# Cleaning solutions?



## Rob P (31 Jan 2014)

Hey,

I need to clean my inline co2 diffuser and also my Twinstar diffuser.

I have been advised/instructions say to use sodium hypochlorite for the TS diffuser and H2O2 for the co2 diffuser. Presumably I can get one solution that will do both items?

Was pointed to H2O2 on Green Machine at £16/litre. There's loads on ebay for much less but most say '35%' which seems to be the strongest available via that channel?

So, will H2O2 clean both items, is 35% ok, and what concentration level would I use (or just neat?).

Thanks for any help


----------



## Lee Sweeting (31 Jan 2014)

Hi Rob! I have some ADA superge you can have. I used that to clean my inline diffusers. It always worked fine for me, with no problems.


----------



## Rob P (31 Jan 2014)

Lee, i'm going to end up indebted to you forever!! lol 

Star man!


----------



## Lee Sweeting (31 Jan 2014)

Haha! Its no problem mate, i no longer have any need for it.

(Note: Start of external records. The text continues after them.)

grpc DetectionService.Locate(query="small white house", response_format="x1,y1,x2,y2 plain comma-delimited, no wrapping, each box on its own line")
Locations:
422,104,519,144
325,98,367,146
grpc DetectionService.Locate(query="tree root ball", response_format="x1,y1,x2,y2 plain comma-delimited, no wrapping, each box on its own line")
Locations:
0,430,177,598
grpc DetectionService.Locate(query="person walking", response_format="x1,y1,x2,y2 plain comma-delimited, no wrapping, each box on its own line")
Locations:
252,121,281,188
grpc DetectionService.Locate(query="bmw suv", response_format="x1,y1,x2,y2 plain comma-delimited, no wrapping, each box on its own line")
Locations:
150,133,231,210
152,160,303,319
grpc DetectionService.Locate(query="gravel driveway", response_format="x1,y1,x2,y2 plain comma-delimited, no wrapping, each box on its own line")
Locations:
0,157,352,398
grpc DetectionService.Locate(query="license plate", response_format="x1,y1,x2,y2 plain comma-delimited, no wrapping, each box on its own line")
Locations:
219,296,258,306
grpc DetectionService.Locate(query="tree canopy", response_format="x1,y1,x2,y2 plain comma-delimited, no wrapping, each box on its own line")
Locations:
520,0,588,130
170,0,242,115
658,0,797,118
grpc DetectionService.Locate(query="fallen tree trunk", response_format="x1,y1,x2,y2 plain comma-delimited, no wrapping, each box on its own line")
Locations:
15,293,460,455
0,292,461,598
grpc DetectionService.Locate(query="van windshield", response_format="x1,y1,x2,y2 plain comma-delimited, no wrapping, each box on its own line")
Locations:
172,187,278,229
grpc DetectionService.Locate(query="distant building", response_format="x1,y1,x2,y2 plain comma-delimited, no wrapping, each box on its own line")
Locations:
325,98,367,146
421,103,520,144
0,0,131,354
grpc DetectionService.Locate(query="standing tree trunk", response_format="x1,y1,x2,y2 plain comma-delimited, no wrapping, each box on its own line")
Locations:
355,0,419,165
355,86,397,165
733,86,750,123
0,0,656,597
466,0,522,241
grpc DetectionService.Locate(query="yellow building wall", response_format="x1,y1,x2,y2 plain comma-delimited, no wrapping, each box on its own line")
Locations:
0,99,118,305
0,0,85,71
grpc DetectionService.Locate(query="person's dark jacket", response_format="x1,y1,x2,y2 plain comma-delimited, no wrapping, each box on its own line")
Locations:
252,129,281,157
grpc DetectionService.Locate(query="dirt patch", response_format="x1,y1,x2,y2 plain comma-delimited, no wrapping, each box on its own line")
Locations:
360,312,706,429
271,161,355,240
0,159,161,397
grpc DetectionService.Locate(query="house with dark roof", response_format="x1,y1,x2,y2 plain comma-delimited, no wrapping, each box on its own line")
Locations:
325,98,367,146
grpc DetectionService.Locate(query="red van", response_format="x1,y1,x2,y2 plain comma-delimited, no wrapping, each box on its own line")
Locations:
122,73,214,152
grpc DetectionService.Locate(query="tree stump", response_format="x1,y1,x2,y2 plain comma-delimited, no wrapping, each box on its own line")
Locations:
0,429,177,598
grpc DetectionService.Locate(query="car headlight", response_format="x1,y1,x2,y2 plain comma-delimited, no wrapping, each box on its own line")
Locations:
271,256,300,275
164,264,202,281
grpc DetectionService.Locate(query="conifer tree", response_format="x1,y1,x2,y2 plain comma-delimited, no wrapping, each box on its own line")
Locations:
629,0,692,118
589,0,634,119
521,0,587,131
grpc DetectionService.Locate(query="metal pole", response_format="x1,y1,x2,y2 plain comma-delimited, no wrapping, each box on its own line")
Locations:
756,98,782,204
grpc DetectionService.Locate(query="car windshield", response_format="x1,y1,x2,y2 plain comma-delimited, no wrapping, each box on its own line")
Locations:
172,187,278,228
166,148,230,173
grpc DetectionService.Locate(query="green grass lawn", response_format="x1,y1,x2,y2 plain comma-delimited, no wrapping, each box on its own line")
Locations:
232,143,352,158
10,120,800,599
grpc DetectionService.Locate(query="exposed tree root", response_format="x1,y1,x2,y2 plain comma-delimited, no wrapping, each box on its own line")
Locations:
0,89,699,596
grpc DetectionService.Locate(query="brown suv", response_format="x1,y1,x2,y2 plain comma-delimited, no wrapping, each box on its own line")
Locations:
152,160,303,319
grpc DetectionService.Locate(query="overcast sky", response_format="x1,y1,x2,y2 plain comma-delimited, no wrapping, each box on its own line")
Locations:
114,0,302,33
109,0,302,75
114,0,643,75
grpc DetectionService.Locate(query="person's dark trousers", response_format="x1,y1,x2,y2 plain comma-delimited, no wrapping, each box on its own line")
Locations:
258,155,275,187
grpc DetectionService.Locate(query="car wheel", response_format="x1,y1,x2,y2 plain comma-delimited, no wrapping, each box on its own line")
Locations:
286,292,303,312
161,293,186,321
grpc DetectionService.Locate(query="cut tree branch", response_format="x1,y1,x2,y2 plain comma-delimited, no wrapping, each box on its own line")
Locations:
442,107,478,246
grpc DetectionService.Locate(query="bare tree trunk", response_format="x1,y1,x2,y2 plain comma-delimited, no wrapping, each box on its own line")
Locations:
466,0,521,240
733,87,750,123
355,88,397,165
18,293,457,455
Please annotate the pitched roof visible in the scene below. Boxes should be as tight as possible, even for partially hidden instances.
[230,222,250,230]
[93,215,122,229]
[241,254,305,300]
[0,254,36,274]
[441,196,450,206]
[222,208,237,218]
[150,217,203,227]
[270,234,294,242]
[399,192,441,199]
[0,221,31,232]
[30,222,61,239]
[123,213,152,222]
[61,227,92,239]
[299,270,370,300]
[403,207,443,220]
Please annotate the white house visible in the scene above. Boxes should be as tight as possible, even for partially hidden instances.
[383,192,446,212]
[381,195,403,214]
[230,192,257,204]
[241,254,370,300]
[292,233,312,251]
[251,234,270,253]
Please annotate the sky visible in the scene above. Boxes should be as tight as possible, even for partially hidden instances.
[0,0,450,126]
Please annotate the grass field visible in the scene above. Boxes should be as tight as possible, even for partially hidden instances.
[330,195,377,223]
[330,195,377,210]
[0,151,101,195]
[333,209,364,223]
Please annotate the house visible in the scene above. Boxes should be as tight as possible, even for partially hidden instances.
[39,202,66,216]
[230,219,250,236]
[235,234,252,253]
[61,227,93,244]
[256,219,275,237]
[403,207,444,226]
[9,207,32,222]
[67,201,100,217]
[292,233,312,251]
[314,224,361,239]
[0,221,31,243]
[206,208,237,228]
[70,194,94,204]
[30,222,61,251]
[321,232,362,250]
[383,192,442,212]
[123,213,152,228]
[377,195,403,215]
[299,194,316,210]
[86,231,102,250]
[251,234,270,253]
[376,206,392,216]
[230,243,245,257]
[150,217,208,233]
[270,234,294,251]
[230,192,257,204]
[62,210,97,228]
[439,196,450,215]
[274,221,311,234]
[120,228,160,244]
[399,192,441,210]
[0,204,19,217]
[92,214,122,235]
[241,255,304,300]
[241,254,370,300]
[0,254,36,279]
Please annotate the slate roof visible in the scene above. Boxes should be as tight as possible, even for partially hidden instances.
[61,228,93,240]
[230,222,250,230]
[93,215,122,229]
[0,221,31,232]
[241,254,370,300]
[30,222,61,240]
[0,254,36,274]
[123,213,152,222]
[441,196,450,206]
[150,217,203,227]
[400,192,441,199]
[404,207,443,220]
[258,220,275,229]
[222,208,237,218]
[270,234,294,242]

I don't have any glass ware or diffusers to clean.


----------



## ceg4048 (31 Jan 2014)

Yeah, it's basically bleach, which is on sale at Tesco for a comparative pittance (might be even cheaper at Aldi though, 5p/100ml)

Lets keep it real people.

Cheers,


----------



## Andy D (31 Jan 2014)

I just use bleach to clean my diffuser.


----------



## parotet (31 Jan 2014)

I used vinegar this afternoon, the one sold for cleaning, it takes more time but it works...


----------



## Rob P (1 Feb 2014)

Wow I just put my 'from China' UP branded atomiser on today so I can clean the other and what a difference! Guess the first one was well overdue a clean lol


----------